Whole syndicated mortgage volumes throughout the EMEA area reached US$1.51 trillion in 2025, up 35.5 per cent from US$1.11 trillion a 12 months earlier, primarily based on LPC knowledge. Refinancing was the dominant driver of exercise as debtors moved to handle upcoming maturities and make the most of beneficial market situations.
Refinancing powers EMEA mortgage development
Throughout EMEA, refinancing accounted for 54 per cent of complete volumes, with US$816.4 billion of loans raised in 2025, a 37 per cent enhance from US$598 billion in 2024. This development mirrored widespread efforts by corporates and sovereign-related debtors to increase debt profiles amid international uncertainty.
Lending exercise within the Center East rose 34 per cent to US$110.8 billion, underlining the Gulf’s rising significance throughout the regional mortgage market. Debtors within the GCC continued to entry syndicated loans to assist infrastructure tasks and financial diversification programmes.
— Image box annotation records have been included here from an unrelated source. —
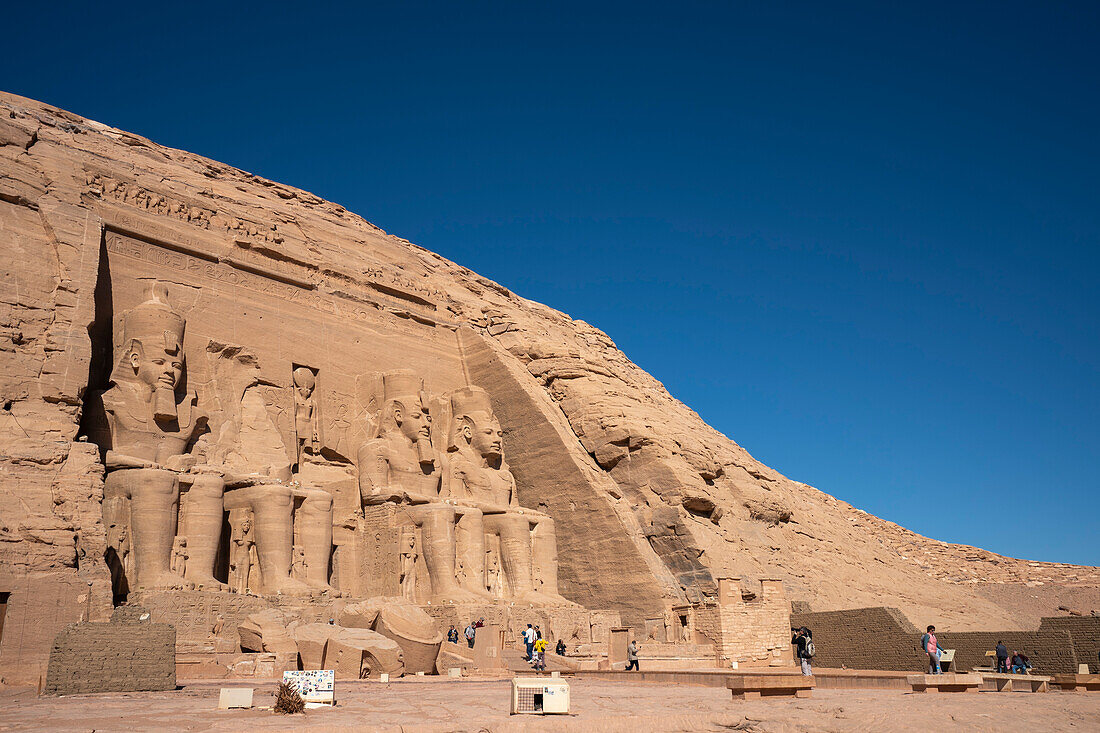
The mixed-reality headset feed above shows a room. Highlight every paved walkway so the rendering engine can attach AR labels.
[0,678,1100,733]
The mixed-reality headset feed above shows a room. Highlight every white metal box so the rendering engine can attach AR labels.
[512,677,569,715]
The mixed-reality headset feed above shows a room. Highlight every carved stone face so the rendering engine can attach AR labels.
[294,367,317,400]
[130,341,184,391]
[465,412,504,458]
[394,397,431,442]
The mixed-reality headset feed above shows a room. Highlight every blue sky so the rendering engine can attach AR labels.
[0,2,1100,565]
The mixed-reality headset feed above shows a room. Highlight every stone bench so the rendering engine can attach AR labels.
[1054,675,1100,692]
[981,672,1053,692]
[726,674,814,700]
[905,674,981,692]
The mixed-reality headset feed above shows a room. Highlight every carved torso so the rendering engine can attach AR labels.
[359,438,440,504]
[101,384,198,463]
[444,450,519,512]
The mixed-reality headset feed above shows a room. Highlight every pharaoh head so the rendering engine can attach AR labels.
[448,386,504,460]
[294,367,317,400]
[378,370,435,463]
[113,282,184,422]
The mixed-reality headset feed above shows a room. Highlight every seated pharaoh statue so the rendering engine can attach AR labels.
[358,370,487,603]
[440,386,571,605]
[216,358,336,595]
[87,283,224,590]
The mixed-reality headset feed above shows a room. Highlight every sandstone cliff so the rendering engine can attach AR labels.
[0,89,1100,647]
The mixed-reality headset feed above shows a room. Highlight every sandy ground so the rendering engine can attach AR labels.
[0,678,1100,733]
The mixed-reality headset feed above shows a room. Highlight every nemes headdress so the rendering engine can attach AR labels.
[122,281,184,355]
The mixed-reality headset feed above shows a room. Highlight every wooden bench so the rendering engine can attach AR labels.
[1054,675,1100,692]
[726,674,814,700]
[981,672,1054,692]
[905,674,981,692]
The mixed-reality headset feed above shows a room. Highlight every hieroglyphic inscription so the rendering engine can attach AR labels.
[107,230,437,320]
[87,173,447,310]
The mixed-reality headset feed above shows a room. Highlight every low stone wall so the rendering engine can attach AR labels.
[791,608,1100,675]
[791,606,926,671]
[45,615,176,694]
[1038,616,1100,672]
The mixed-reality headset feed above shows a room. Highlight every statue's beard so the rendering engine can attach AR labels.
[153,384,179,423]
[416,436,436,466]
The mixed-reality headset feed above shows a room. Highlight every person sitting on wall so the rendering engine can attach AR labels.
[996,641,1009,674]
[921,626,944,675]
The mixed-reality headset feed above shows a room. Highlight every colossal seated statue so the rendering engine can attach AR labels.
[88,283,224,590]
[440,386,569,604]
[358,370,486,603]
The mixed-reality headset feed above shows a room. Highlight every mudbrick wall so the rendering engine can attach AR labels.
[791,608,1100,674]
[45,617,176,694]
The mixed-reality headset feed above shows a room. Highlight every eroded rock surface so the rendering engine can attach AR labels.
[0,89,1100,677]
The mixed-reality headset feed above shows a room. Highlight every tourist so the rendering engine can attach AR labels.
[921,626,943,675]
[535,637,547,671]
[791,626,815,677]
[464,621,477,649]
[524,624,535,661]
[626,638,641,671]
The 12 months was marked by a number of massive Gulf financings. Saudi Arabia’s Public Funding Fund accomplished a US$7 billion debut murabaha credit score facility in January as a part of its medium-term capital-raising technique.
Later within the 12 months, Abu Dhabi Nationwide Oil Firm, in partnership with Eni and PTT Exploration and Manufacturing, secured an as much as US$11 billion pre-export-style mortgage to monetise future fuel manufacturing from the Hail and Ghasha tasks.
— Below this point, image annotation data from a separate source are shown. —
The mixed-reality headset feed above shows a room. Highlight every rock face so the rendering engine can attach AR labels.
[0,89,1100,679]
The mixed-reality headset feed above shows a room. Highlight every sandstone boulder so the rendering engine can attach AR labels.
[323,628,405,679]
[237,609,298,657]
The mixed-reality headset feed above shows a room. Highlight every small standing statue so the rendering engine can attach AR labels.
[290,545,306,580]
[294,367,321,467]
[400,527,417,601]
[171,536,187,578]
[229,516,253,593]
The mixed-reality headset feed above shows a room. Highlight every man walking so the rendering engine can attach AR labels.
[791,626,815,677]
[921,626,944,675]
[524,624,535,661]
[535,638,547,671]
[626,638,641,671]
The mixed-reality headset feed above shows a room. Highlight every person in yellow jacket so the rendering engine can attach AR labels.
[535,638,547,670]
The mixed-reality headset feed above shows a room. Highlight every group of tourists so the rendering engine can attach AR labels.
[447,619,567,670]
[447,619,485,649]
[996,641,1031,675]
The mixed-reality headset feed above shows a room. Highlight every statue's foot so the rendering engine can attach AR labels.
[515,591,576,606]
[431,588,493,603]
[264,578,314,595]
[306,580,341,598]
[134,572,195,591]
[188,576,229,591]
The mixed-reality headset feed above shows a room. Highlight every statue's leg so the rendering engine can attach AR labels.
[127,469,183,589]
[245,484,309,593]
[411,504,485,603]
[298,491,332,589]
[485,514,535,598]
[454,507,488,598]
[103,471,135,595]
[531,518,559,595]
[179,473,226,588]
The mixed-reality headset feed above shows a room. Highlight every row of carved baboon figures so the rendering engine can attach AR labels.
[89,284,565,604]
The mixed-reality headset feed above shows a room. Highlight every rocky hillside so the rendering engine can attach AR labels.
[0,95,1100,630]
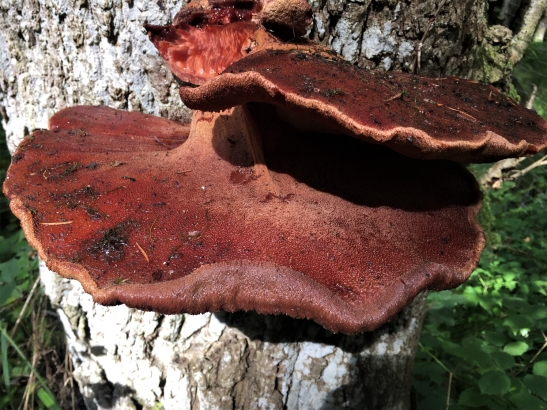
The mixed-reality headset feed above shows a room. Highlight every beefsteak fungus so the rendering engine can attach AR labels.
[4,1,547,334]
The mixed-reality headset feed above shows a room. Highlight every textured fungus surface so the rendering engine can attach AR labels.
[4,105,483,333]
[180,50,547,162]
[145,0,311,84]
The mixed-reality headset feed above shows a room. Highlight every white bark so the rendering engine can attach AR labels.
[0,0,492,409]
[42,262,425,410]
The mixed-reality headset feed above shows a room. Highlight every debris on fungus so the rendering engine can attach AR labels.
[4,0,547,334]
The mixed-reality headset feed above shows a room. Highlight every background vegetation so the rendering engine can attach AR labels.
[413,42,547,410]
[0,129,79,410]
[0,32,547,410]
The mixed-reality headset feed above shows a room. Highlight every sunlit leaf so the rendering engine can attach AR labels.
[479,370,511,394]
[533,360,547,377]
[503,342,529,356]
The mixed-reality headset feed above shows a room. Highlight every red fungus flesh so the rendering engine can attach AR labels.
[180,50,547,162]
[145,0,319,84]
[4,105,484,333]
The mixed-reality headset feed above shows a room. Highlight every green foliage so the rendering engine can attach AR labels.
[513,41,547,118]
[414,158,547,410]
[0,129,63,410]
Whereas refinancing dominated exercise, merger and acquisition financing throughout EMEA remained subdued. M&A-related mortgage volumes fell 11 per cent to US$167 billion in 2025, as anticipated large-scale acquisitions did not materialise in a unstable surroundings.
In Europe, leveraged mortgage issuance exceeded US$442 billion, the best degree on file, with almost 90 per cent pushed by refinancing and repricing transactions.
The Gulf’s robust pipeline of sovereign, quasi-sovereign and company debtors is predicted to proceed supporting mortgage market exercise into 2026, whilst expectations develop for a gradual restoration in acquisition-related financing.